Dynamic Model Validation: The New Wave
Key Findings
This paper addresses a case study of a consumer credit adjudication model, showcasing its performance under both traditional and ML/AI methods Followed by a discussion on examples of dynamic processes that can improve the process even more --- and how financial institutions might implement these models.
Abstract
Traditional model validation has become a staple of the finance industry, a well-understood and rigorously developed line of defense intended to help institutions avoid unnecessary financial losses caused by poorly performing models. Using tools such as logistic regression, time series modelling, and model benchmarking, the field has progressed steadily using traditional statistical validation techniques and tools.
Many institutions by now have already improved their traditional model validation tools by incorporating machine learning (ML) and artificial intelligence (AI) tools to identify additional features used to better predict outcomes or disasters. The ML/AI algorithms use much larger datasets and uncover hidden relationships that often lead to big improvements in predictive power. However, the datasets used to develop ML/AI tools are also often static, even if they are updated at discrete intervals. Of course, one can also break any dataset into in-time and out-of-time samples, but even that can be considered a kind of static dataset.

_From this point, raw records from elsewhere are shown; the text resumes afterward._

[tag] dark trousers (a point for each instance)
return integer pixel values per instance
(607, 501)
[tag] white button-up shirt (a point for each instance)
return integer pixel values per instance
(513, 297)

In real-life situations, one may need non-static models that go beyond static ML/AI. We are seeing a new wave in model validation in consumer credit that supplements the traditional and ML/AI algorithms by incorporating truly dynamic elements, intended to catch models as they might be failing, using real-time updated data and AI algorithms. These models can be sensitized to unexpected changes in data or predictions, triggering review or corrective action when necessary.